RIGA (Reuters) - Latvia’s president, parliamentary speaker and prime minister issued a joint statement on Wednesday condemning any political activities aimed at fomenting tensions among different parts of Latvian society.
Russian speakers make up about 35 percent of Latvia’s 2 million population. There was some disquiet in the country when, as pro-Russian forces took up positions in Crimea, the Russian ambassador to Latvia offered Russian passports and pensions for ethnic Russians.
“We strongly condemn any attempts driven by politically provocative motives to create tension and artificially facilitate disagreement in Latvia’s society,” the three said in a statement.
Some people in Latvia and Estonia fear their Russian enclaves could be geopolitical flashpoints, which have the potential to be manipulated to destabilize the region. Moscow has long complained about the rights of ethnic Russians in the Baltics.

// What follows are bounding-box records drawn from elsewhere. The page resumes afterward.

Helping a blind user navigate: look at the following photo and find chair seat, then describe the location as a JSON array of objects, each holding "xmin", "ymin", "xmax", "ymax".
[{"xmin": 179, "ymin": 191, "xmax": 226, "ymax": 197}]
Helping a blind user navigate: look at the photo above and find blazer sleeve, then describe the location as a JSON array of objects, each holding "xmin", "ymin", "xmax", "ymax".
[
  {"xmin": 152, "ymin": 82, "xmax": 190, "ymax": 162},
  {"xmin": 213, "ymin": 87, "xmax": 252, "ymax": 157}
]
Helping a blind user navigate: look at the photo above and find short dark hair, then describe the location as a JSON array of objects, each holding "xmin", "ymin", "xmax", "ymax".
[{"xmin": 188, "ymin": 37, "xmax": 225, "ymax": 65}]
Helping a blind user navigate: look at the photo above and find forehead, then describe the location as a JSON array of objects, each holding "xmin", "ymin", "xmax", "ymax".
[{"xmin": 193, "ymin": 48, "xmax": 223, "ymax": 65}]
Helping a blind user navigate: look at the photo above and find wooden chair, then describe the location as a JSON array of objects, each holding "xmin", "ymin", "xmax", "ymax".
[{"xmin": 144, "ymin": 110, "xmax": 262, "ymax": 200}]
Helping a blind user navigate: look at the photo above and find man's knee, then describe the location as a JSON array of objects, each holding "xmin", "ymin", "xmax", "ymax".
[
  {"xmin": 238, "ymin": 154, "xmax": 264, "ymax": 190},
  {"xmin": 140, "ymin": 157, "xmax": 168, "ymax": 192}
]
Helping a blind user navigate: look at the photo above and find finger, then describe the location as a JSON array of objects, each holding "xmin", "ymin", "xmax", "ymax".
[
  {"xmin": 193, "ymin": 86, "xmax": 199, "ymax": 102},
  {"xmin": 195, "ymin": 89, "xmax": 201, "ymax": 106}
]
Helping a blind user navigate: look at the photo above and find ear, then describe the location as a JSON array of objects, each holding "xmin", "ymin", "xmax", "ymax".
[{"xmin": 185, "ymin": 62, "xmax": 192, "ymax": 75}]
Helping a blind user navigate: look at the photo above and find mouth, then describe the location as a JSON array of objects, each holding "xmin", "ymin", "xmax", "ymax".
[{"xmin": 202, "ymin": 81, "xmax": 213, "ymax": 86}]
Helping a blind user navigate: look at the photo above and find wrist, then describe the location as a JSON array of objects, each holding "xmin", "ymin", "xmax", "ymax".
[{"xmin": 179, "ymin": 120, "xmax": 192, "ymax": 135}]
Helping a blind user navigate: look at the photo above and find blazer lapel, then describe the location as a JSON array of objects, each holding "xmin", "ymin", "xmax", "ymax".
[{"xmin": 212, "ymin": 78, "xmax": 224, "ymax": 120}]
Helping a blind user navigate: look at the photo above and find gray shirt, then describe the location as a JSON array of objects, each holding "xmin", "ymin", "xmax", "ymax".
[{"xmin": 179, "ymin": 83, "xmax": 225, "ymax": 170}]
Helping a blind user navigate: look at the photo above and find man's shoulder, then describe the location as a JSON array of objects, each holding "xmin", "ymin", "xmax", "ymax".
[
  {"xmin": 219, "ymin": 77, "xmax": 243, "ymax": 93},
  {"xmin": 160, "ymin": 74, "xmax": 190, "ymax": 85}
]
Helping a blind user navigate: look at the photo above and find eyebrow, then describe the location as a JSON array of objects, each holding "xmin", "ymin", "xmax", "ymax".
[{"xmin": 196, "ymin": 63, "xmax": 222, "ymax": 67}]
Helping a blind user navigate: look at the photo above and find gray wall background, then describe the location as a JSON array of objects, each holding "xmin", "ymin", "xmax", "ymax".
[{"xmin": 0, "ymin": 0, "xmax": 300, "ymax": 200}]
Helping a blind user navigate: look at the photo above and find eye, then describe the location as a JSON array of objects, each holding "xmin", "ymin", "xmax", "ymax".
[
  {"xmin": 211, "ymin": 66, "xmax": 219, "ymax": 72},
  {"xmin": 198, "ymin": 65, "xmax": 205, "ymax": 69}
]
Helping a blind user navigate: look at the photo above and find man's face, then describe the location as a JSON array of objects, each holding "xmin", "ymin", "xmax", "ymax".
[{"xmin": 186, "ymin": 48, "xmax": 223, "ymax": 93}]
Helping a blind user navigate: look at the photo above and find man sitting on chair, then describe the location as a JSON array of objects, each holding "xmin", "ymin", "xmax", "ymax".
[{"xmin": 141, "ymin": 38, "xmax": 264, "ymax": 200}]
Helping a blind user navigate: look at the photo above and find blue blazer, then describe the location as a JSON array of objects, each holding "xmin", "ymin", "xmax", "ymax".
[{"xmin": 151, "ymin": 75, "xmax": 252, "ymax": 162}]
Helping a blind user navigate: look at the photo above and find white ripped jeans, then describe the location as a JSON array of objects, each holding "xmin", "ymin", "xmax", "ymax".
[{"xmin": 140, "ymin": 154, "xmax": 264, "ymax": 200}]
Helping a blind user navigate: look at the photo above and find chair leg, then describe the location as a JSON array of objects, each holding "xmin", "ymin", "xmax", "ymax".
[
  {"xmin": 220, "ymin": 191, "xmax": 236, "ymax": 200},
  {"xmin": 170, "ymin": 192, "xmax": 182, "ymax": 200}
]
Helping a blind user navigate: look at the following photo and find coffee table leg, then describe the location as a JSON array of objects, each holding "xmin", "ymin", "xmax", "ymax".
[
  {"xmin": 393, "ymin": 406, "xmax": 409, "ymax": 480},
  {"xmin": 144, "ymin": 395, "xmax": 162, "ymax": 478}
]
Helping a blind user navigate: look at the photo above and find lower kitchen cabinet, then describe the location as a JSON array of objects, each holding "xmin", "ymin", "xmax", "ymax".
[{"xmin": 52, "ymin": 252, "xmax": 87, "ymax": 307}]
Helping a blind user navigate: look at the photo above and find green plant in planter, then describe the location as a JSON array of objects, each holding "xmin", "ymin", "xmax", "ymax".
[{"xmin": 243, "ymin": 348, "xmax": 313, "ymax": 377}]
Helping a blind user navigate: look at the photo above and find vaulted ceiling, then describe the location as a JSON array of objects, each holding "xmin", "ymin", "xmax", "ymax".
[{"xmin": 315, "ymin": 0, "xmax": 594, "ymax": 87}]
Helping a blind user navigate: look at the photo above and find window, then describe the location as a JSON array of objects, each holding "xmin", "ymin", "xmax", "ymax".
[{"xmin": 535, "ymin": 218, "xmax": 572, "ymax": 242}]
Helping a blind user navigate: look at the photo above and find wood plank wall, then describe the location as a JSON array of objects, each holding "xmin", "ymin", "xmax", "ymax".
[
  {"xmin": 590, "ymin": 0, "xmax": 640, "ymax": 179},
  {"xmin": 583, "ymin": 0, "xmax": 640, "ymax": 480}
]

In the eastern part of Latvia, in a region called Latgale which borders Russia, nearly 40 percent of the residents are Russians. Many in the capital are worried they rely on Russian media and therefore support Russian activities in Ukraine.
The statement by Latvia asked those residing in the country to “critically review” Russia’s actions in Ukraine.
“We reassure that Latvia is and will remain a democratic European country that respects and protects both Latvian and minority nationalities’ culture and many languages,” the statement said.
Thousands of Russians came over during the Soviet era to work in Baltic industries. But after 1991 independence, they were not granted automatic citizenship in the new republics. Many still hold on to Russian passports.
Earlier this month, a Moscow diplomat told the United Nations Human Rights Council in Geneva that “language should not be used to segregate and isolate groups”, and Russia was “concerned by steps taken in this regard in Estonia as well as in Ukraine”.